/*
 * Copyright 2018 WebAssembly Community Group participants
 *
 * Licensed under the Apache License, Version 2.0 (the "License");
 * you may not use this file except in compliance with the License.
 * You may obtain a copy of the License at
 *
 *     http://www.apache.org/licenses/LICENSE-2.0
 *
 * Unless required by applicable law or agreed to in writing, software
 * distributed under the License is distributed on an "AS IS" BASIS,
 * WITHOUT WARRANTIES OR CONDITIONS OF ANY KIND, either express or implied.
 * See the License for the specific language governing permissions and
 * limitations under the License.
 */

#ifndef wasm_stack_h
#define wasm_stack_h

#include "ir/branch-utils.h"
#include "ir/properties.h"
#include "pass.h"
#include "wasm-binary.h"
#include "wasm-traversal.h"
#include "wasm.h"

namespace wasm {

// Stack IR: an IR that represents code at the wasm binary format level,
// that is, a stack machine. Binaryen IR is *almost* identical to this,
// but as documented in README.md, there are a few differences, intended
// to make Binaryen IR fast and flexible for maximal optimization. Stack
// IR, on the other hand, is designed to optimize a few final things that
// can only really be done when modeling the stack machine format precisely.

// Currently the benefits of Stack IR are minor, less than 1% reduction in
// code size. For that reason it is just a secondary IR, run optionally
// after the main IR has been optimized. However, if we improve Stack IR
// optimizations to a point where they have a significant impact, it's
// possible that could motivate investigating replacing the main IR with Stack
// IR (so that we have just a single IR).

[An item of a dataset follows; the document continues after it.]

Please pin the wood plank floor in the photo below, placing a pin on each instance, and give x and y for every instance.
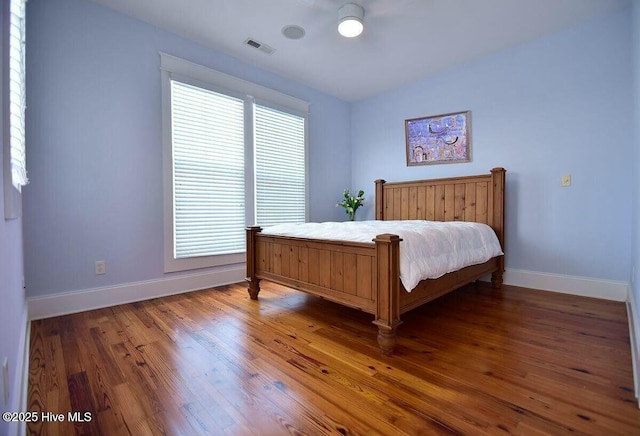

// A StackIR instance (see wasm.h) contains a linear sequence of
// stack instructions. This representation is very simple: just a single vector
// of all instructions, in order.
//  * nullptr is allowed in the vector, representing something to skip.
//    This is useful as a common thing optimizations do is remove instructions,
//    so this way we can do so without compacting the vector all the time.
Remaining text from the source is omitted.